Francisco Louçã, no Expresso Economia de 17.02.2018.
«A direita tem um problema que a condena, sabe-se derrotada. O conclave do PSD vem lembrá-lo urbi et orbi, discutindo o que fazer com a calamidade de 2019 e com o líder vencível nessa fatídica eleição. Havia de se chegar aqui: nas eleições internas de janeiro, o que levantava ânimo era o fugaz governo de 2005, então despedido por indecente e má figura pelo Presidente, enquanto a era da troika foi sorrateiramente evocada como um deserto antes do oásis, apesar de este ter sido maliciosamente capturado por corsários ocasionais. Para o PSD, a história resume-se assim a carreiras incomodadas, pouco cuidando de quem paga impostos, procura emprego e vê os filhos emigrar. Falta gente vivida nessa narrativa.

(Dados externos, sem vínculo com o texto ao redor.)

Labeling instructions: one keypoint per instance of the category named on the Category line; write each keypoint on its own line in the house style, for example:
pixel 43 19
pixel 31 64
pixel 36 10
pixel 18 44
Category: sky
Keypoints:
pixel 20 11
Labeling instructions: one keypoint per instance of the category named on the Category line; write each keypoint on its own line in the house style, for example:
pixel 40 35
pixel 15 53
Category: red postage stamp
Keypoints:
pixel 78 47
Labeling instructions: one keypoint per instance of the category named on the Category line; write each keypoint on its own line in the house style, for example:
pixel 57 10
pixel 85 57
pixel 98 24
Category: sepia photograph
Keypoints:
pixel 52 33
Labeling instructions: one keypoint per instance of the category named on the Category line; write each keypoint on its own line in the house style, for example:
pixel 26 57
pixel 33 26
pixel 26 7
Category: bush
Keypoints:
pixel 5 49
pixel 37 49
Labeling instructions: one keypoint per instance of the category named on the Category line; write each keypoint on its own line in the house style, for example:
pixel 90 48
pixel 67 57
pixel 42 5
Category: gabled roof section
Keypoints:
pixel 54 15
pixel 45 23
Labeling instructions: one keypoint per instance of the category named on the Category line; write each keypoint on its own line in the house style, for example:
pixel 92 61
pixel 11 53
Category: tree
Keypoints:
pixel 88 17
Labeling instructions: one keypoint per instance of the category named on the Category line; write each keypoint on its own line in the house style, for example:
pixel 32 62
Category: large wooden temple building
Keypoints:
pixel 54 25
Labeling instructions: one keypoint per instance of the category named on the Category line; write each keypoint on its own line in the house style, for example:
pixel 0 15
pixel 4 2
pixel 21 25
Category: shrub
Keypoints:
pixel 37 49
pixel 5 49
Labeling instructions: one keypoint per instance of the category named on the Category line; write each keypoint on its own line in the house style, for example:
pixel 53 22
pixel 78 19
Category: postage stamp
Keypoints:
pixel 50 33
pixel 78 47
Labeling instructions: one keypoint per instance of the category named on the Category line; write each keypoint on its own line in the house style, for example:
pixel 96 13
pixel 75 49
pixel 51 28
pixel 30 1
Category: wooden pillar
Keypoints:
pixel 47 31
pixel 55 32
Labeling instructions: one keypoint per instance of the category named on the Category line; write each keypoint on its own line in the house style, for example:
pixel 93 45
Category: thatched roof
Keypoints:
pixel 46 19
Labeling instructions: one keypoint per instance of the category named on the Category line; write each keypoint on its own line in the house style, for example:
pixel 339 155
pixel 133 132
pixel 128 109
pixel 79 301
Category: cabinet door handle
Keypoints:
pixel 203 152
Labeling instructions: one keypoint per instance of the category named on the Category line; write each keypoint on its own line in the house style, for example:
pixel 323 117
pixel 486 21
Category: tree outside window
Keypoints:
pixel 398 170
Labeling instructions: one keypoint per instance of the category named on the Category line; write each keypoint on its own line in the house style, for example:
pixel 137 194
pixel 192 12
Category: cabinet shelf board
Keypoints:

Mas, perdoe-me quem se fascinar por estes mentideros, o problema dos problemas é mesmo que a direita política não representa a direita económica e talvez nem sequer a direita social. E desconfio de que uns e outros sabem dessa síndrome Deolinda.
Rui Rio e o futuro melhor
A moção que Rio apresenta este fim de semana, que já foi o seu mote de campanha para a presidência do PSD, abunda naqueles condimentos de língua de pau que fazem estes documentos úteis se irrelevantes. Ele há um Portugal que "se supera", se tiver "um propósito" e o "rumo certo". Já ouviu isto em algum lugar? A candura não ofende, mas ressoa também o tom celebratório do líder, que afinal reconhece que todos antes dele falharam, pois houve "quase duas décadas em que os partidos e os políticos não conseguiram conceber e transmitir uma visão inspiradora, coerente e convincente, capaz de mobilizar os portugueses para uma sociedade de futuro". Já se sabe, com uma "visão inspiradora", o tal "propósito", o líder será "capaz de mobilizar os portugueses para uma sociedade de futuro".
Temos futuro, portanto. Exatamente catorze futuros, alguns repetidos: a política de Rio vai "garantir o futuro", que será "melhor para todos", ou só "melhor", com uma "visão de futuro", para uma "sociedade de futuro", "rumo ao futuro", tudo "orientado para o futuro", com "esperança num futuro melhor".
Esta ideia de salvação é o melhor que Rio apresenta. Não por ser boa, é até arrogante, mas porque é a mais moderna: é assim que se faz a política populista nos dias de hoje. Líderes de discurso vazio, que se adaptam ao que for, de promessas várias, que se adaptam a quem for, e que procuram concentrar em si todo o poder, tais messias, esses são os émulos do sucesso Macron.
Rio tem dias nesse percurso salvífico, já teve êxito ao fazer frente a Pinto da Costa, o que nenhum presidente de Câmara tinha ousado, mas lançou depois Valentim Loureiro para a Junta Metropolitana do Porto, e apoiou e desapoiou Rui Moreira, por razões sempre misteriosas. A coerência, se porventura existe, está no que escreve agora: quer um líder com uma "visão" e um "propósito", que é simplesmente ele próprio.
A desvantagem da vantagem
Só que, para triunfar, Rio tem uma desvantagem que esmorece tanta virtude: é que quem não o conhece já o conhece bem demais. É antigo para estes propósitos e falta-lhe o carisma da renovação, não surpreende nem as emoções nem as razões. Tudo o que disser é repetido e, pior, não suscita curiosidade. A vantagem, em contrapartida, é que diz coisas novas mesmo quando repisa o mantra tradicional: Rio quer um "Estado forte e organizado para libertar os cidadãos", o que o distingue suavemente daquela direita estadófaga que tem como refrão "menos mas melhor Estado". No caso do presidente do PSD, é o seu temor das ameaças, como a globalização, insegurança, alterações climáticas e decomposição dos regimes, que o move para um "Estado forte", sempre prometendo que os cidadãos serão "libertados". Ou seja, é um liberalismo temperado por medos, que exige que o Estado abra negócios, mas que precisa de proteção, mais do que no passado.
Rui Rio e a sua moção são, portanto, a recapitulação daquela social-democracia mesclada com liberalismo no discurso e suficientemente negocista na governação que fez os melhores sucessos do PSD. E, no entanto, a direita económica não confia nele.